Arrested Loughlinisland film-makers to retrieve seized material after PSNI drop investigation
Two arrested documentary makers will on Tuesday retrieve a haul of journalistic material unlawfully seized by police.
Trevor Birney and Barry McCaffrey will travel to a police station in Belfast to collect their possessions, hours after detectives dramatically dropped their investigation into them.
Police are being forced by the courts to return laptops, hard drives, mobile phones, notepads and millions of digital files.
The outcome of last week's challenge in the civil courts, which ruled search warrants used by police unlawful, prompted officers to announce late on Monday that their criminal probe into the film makers was being discontinued.
Mr Birney and Mr McCaffrey were arrested last August over the alleged theft of a police watchdog document that appeared in their film on a notorious loyalist massacre during the Northern Ireland Troubles.
The reporters, who insist the material on the Loughinisland killings came from an anonymous whistleblower, had been on bail ever since.
The Police Service of Northern Ireland (PSNI) had asked Durham Police to investigate the alleged theft.
Both organisations confirmed on Monday that the reporters were no longer under investigation - though they said the probe into the alleged theft would continue.
Mr Birney and Mr McCaffrey told the Press Association: "Our first thoughts are with the Loughinisland families.
"The attack on us was an attack on them. We call on the PSNI and Durham to apologise to them for putting them through this unlawful charade.
"The police have dropped the case for one reason only - finally, they accept that by arresting us and raiding our homes and offices, they were the ones that acted unlawfully."
The film makers' case has attracted worldwide attention, with the award-winning reporters having mobilised a high-profile campaign against what they portrayed as an attack on press freedom.
Monday's development came days after three senior judges in Belfast quashed warrants used by police to seize a wide range of journalistic material from early morning raids on the men's homes and their film company, Fine Point.
Their 2017 documentary No Stone Unturned broke new ground by naming suspects it said were involved in the Ulster Volunteer Force (UVF) killings of six Catholic men gathered in a village pub watching the Republic of Ireland play a World Cup football match on TV.
No-one has ever been convicted of the murders.
Police had been investigating how information contained in a Police Ombudsman for Northern Ireland document appeared in No Stone Unturned.
As the Loughinisland killings have long been linked to allegations of police collusion, PSNI chief constable George Hamilton had asked Durham Police to conduct the investigation, citing potential conflict of interest concerns if local officers led the probe.
Mr McCaffrey and Mr Birney were highly critical of the two police forces.
"The PSNI put the cudgel in the hands of Durham Constabulary and let them loose on us and on press freedom itself," they said on Monday.
The men have questioned why detectives had not instead focused on going after the Loughinisland killers.

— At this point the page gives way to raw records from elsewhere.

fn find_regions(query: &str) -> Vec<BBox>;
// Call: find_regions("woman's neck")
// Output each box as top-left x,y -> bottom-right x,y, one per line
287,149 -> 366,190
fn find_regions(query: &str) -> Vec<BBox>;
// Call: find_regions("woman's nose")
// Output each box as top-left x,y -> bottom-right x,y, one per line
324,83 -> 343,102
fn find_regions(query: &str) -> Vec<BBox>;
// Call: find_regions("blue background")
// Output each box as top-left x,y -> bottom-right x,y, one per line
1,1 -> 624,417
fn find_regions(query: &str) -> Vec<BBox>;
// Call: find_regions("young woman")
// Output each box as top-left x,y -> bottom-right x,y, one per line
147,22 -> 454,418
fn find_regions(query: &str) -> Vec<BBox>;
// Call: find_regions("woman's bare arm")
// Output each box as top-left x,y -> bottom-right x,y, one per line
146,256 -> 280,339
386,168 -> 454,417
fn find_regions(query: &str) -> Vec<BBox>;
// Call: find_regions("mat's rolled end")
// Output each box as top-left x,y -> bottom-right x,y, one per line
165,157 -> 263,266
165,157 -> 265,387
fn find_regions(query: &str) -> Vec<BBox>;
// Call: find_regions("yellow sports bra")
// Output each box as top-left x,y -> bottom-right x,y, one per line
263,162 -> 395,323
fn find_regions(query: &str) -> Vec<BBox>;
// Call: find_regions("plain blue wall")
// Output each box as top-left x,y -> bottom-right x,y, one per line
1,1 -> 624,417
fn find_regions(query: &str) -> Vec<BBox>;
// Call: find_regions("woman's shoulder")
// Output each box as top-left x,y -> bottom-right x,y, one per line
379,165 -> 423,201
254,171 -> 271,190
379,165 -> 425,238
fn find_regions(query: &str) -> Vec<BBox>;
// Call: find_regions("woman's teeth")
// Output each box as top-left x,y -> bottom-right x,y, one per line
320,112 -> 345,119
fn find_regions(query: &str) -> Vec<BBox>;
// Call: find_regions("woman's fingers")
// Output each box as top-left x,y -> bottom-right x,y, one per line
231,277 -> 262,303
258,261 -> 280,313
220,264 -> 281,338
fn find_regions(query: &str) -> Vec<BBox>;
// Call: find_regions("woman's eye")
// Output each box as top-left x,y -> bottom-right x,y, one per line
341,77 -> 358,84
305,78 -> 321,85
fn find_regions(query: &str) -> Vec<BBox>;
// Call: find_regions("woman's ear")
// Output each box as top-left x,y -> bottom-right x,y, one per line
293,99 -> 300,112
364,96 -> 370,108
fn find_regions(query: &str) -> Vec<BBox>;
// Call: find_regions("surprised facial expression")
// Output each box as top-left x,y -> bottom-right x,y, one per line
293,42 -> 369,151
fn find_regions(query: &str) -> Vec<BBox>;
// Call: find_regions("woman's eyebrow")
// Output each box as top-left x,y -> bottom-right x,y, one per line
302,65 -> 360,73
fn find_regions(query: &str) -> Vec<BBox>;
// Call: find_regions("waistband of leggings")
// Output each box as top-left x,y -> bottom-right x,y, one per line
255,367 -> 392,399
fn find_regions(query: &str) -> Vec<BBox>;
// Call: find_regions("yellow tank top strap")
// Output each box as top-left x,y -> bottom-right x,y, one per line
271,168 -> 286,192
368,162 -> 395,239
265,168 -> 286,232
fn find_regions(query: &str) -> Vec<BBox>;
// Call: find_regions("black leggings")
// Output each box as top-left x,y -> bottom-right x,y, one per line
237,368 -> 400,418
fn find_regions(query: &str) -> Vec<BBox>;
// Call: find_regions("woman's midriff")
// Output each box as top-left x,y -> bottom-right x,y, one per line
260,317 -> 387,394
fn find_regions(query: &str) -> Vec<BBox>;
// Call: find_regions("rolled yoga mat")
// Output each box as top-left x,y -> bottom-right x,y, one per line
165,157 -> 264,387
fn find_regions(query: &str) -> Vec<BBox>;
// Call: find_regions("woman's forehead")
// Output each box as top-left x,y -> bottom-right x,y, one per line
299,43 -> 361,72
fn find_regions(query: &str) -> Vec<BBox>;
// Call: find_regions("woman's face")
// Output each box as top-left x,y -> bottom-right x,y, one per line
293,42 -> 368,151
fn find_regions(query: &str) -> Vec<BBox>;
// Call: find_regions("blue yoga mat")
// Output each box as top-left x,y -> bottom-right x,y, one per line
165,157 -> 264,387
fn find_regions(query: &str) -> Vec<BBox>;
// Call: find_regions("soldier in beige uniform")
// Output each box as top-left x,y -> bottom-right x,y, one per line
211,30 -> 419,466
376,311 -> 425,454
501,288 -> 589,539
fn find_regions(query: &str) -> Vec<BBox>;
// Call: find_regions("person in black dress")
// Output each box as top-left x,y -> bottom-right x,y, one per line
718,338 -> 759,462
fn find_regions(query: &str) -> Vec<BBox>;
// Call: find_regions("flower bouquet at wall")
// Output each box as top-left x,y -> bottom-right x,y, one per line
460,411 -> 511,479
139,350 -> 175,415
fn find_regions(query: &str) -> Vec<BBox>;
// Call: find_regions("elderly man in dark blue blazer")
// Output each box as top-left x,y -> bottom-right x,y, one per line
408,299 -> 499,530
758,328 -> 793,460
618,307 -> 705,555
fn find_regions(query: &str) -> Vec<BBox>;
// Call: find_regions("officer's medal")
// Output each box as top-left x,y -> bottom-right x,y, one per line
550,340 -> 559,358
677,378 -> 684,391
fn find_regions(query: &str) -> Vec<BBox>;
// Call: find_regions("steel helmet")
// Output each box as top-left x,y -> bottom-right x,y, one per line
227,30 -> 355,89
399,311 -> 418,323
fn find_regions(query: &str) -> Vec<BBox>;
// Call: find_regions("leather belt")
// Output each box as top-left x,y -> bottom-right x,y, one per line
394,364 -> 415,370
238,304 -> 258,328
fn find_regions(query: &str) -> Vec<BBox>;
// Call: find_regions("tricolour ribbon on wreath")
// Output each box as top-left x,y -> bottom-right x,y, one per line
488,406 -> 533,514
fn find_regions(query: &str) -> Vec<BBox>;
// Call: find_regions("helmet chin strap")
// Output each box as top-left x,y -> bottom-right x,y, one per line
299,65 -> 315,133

The men called for an immediate and independent investigation, demanding that senior officers in the PSNI and Durham Police were "held accountable".
They added: "We've been humbled by those at home and abroad who have stood by us throughout the past nine months.
"But most of all, we thank the Loughinisland families. We are proud to have brought their story to the world."
Durham Constabulary's Chief Constable Mike Barton confirmed the move on Monday night.
"At all times, my officers have acted in good faith, within the law and followed due process," he insisted.
"The warrant application was originally submitted to and approved by a county court judge. We do, however, accept and respect the decision of the High Court last week."
PSNI Chief Constable George Hamilton said: "I have always accepted the autonomy of Chief Constable Barton's inquiry and I fully concur with his decision not to progress the investigation into the two journalists Mr Birney and Mr McCaffrey.
"Throughout the period of this investigation, the horror of what happened in Loughinisland has never been far from any of our thoughts.
"The perpetrators of that crime have never been brought to justice and that is a matter of huge regret for policing.
"The police investigation into who murdered the six innocent men in the Heights Bar in 1994 remains open but progress is dependent on new information.
"There are people out there who know what happened. I would appeal to them to come forward and make a statement that will help us finally bring justice to the families of the victims.
"I am aware that the investigation over the last year has caused concern for families who have already suffered so much.
"That is something none of us would ever have wished to do."
In response to the criticism levelled by Mr Birney and Mr McCaffrey, a PPS spokeswoman said: "The conduct of investigations, including applying for and executing search warrants, is entirely a matter for police."